As-tu une clientèle à Maurice qui a recours au service d’Instinct Mind ?
« Le neuromarketing, basé sur les fondements de la neuroscience, reste une stratégie marketing qui peut être appliquée dans n’importe quel domaine. À Maurice, notre plus grosse clientèle se trouve dans la publicité. Nous avons commencé à travailler avec les entreprises publicitaires. Avec ces dernières, nous travaillons avec leur équipe dans le but d’optimiser leur créativité afin de pouvoir monter une campagne de communication qui touchera une large audience.
Il faut comprendre que nous agissons au moment de la création du design. À savoir également, qu’au bout du compte, ce que la compagnie recherche, c’est vraiment ce « return on investment » de la campagne. »
À part les capteurs neurologiques, quelle technologie ou application Instinct Mind utilise-t-il dans ces analyses ?

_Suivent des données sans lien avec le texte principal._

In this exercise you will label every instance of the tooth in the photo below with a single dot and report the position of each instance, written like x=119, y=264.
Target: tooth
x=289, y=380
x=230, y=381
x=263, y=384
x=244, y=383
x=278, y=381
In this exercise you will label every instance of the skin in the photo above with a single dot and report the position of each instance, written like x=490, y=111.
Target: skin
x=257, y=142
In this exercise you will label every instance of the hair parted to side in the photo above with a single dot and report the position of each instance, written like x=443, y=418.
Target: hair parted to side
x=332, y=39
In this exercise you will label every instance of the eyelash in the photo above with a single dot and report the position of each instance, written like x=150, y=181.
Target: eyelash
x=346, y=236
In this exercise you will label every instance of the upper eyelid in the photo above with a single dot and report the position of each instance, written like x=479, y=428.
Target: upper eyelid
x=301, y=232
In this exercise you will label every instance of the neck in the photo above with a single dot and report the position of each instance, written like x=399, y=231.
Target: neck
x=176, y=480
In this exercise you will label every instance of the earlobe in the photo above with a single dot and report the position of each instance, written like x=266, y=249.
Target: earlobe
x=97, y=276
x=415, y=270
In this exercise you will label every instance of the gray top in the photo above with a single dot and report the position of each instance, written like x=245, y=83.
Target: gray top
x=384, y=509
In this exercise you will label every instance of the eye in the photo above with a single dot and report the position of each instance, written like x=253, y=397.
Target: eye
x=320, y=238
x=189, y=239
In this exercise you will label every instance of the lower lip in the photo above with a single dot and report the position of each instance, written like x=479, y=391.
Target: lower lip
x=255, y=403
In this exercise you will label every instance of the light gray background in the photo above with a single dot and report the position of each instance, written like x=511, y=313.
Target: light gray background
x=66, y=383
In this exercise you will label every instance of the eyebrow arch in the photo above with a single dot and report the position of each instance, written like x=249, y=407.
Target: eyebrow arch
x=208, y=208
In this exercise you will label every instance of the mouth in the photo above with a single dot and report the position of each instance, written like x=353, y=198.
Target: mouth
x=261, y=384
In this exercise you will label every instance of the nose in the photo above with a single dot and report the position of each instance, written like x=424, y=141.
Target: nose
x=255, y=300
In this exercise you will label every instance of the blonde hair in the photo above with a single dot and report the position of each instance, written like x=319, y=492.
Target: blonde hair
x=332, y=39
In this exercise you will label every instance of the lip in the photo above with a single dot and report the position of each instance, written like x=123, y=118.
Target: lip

« Instinct Mind utilise un « software » que nous avons développé et baptisé du nom de la compagnie. Nous avons tout d’abord besoin de capteurs appelés « eye tracking » et d’un logiciel qui va enregistrer toutes les données. Ces capteurs, une fois connectés à l’homme, donnent à chaque milliseconde, toutes les ressentis de ce dernier. Nous travaillons ensuite sur les retombées des analyses faites par le logiciel. C’est là que nous pouvons tirer les conclusions nécessaires et faire des recommandations aux clients. »
Venons-en à la seconde activité de ton entreprise, le marketing sensoriel. Dis-nous un peu plus sur ce service.
« Tout d’abord, il faut comprendre ce que c’est le marketing sensoriel. Le terme « sensoriel » renvoie aux cinq sens de l’homme, c’est-à-dire le toucher, la vue, l’ouïe, le goût et l’odorat. Le marketing sensoriel a recours à un ou plusieurs de nos sens avec l’objectif de séduire le consommateur tout en stimulant ses sens. Le but ultime de ce genre de marketing est d’influencer favorablement le comportement du consommateur vis-à-vis d’un produit ou au sein d’un point de vente. Chez Instinct Mind, le service de marketing sensoriel que nous proposons repose sur l’odorat.
La manière dont nous fonctionnons est très simple ! Pour les clients auquel nous offrons ce type de service, nous plaçons des diffuseurs professionnels. Ce diffuseur est capable de véhiculer une odeur spécifique dans un environnement précis, qui jouera avec les souvenirs de la personne qui la sent.
Prenons l’exemple du magasin Rip Curl, qui propose des vêtements de plages entre autres. Dans le magasin, nous plaçons un diffuseur qui va renvoyer l’effet de plage au consommateur. Et inconsciemment, ce dernier va rentrer dans cette atmosphère de plage, l’incitant à effectuer un achat, car inconsciemment, il désire aller à la plage.
Le marketing sensoriel à Maurice est perçu comme un « investment product. » Nous proposons ce service à des hôtels, des commerces (retail shop) et également des entreprises pour, par exemple, réduire le stress des employés en diffusant un parfum qui va stimuler leur sens et les relaxer.
Il faut quand même dire qu’à Maurice ce service est difficile à vendre, car il est encore méconnu. Il nous faut donc fournir aux clients toutes les informations, voire leur proposer d’essayer. De ce fait, pour trouver nos clients, nous procédons vraiment à travers le networking.»
Cette startup mauricienne, Instinct Mind, est une preuve que la technologie n’est pas le seul secteur innovant. Ici, il ne s’agit pas d’innovation en termes d’outil numérique, mais en un concept différent. Quoi qu’il en soit, le neuromarketing et le marketing sensoriel apportent un vent de fraîcheur dans le domaine du marketing traditionnel.